Danijel Matijevic is a doctoral candidate in History and Jewish Studies at the University of Toronto, focusing on modern East-Central European history and history of mass violence and genocide under the mentorship of Dr. Doris L. Bergen and Dr. Piotr Wróbel. Matijevic’s dissertation aims at a social history of mass violence in Southeastern Europe during the Second World War and the Holocaust, as well as the immediate postwar period; his project is constructed around a microhistory focusing on the District of Vukovar in eastern Croatia, a highly diverse area before World War II, inhabited by Croats, Serbs, Jews, Germans, Roma, Hungarians, and others.

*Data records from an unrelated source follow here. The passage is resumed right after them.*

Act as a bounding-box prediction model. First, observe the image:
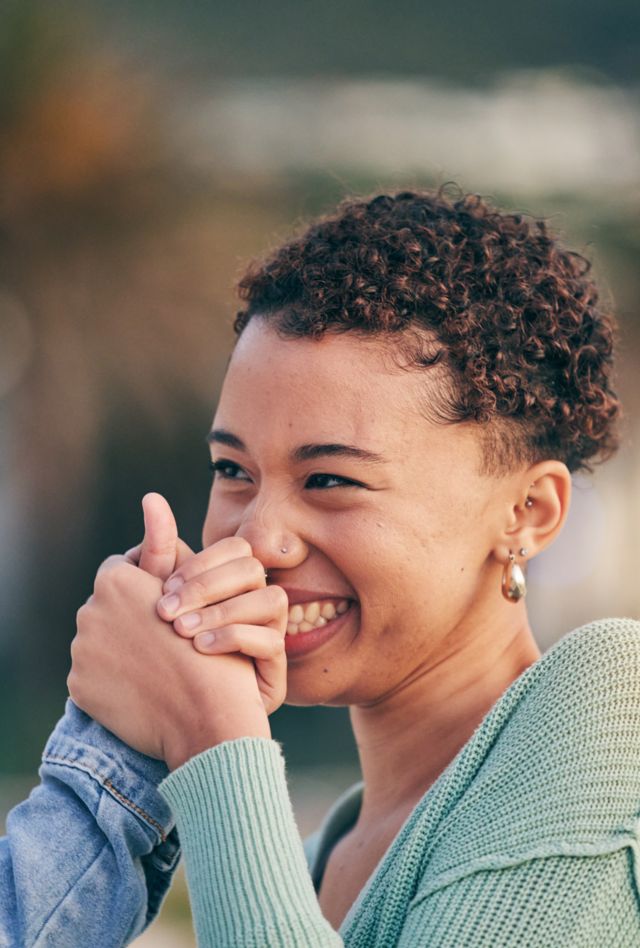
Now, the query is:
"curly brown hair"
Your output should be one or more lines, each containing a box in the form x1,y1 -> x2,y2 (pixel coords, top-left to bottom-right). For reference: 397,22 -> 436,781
235,188 -> 620,473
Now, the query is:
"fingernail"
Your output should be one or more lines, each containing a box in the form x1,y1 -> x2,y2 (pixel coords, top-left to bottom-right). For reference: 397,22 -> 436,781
194,632 -> 216,648
160,596 -> 180,615
162,576 -> 184,593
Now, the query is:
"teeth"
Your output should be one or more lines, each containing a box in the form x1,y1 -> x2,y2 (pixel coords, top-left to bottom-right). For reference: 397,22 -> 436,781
304,602 -> 320,625
287,599 -> 349,635
289,604 -> 304,623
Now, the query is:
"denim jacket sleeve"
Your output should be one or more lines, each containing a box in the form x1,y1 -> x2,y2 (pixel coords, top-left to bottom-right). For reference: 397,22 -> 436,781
0,701 -> 180,948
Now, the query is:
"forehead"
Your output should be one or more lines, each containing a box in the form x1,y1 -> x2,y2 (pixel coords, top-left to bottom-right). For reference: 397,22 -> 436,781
216,320 -> 427,450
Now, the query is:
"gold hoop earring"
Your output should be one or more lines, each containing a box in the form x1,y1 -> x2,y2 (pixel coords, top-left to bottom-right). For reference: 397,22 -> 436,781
502,550 -> 527,602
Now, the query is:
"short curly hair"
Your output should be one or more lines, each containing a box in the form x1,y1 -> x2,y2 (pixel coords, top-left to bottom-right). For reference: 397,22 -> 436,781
234,188 -> 620,473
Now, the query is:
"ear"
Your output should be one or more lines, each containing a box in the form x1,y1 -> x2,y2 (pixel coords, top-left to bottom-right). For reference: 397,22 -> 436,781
494,461 -> 571,563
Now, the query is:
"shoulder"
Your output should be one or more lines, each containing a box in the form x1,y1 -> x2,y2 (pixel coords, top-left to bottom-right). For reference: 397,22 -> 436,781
422,619 -> 640,870
488,619 -> 640,813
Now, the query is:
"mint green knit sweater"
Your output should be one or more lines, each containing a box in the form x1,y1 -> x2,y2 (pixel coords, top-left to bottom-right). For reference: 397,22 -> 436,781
161,619 -> 640,948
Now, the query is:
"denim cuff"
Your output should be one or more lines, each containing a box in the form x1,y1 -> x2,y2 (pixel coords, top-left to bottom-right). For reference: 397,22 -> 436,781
42,698 -> 177,844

The towns and villages of Vukovar District were marked by intergroup violence, but with different timing and intensity, which depended on ethno-religious composition, prewar politics, logistical concerns, as well as local social contexts. Matijevic’s project investigates these variables, focusing on social and political mechanisms that propel peaceful neighbors into bigotry and divide local communities into “us” and “them;” he is interested in the intersection between established intergroup relations in the local community on the one hand and regime agendas of mass violence and genocide on the other. Matijevic’s approach explores the difference between “violence as an outcome” and “violence as a process,” key concepts that have not yet received adequate scholarly attention. His project will make a much-needed contribution to the study of the Holocaust in a geographic area that remains peripheral in terms of scholarship, but that certainly was not peripheral in terms of the destruction of the Jews and broader campaigns of genocide during this era. By stretching his focus beyond traditional periodizations, Matijevic’s study will contribute to our understanding of the way the anti-Jewish violence and mass violence campaigns against other groups in Croatia “cross-pollinated” during this era, in terms of both ideology and practice.
Matijevic received a B.A. in Philosophy and History from the University of Vermont, and an M.A. in History from McGill University. Before starting his doctoral studies in 2014, he taught history at Champlain College St-Lambert, and has held a lectureship at McGill University’s Department of Jewish Studies until January 2019. Matijevic has presented his research to a wide range of international audiences at academic conferences and classrooms in Canada, the United States, Cambodia, Croatia, and most recently at the 2019 Special Lessons and Legacies Conference in Germany. His doctoral project received support from multiple sources, including Fonds de recherche du Québec – Société et culture, Social Sciences and Humanities Research Council of Canada (as Vanier Scholar), and the Holocaust Education Foundation.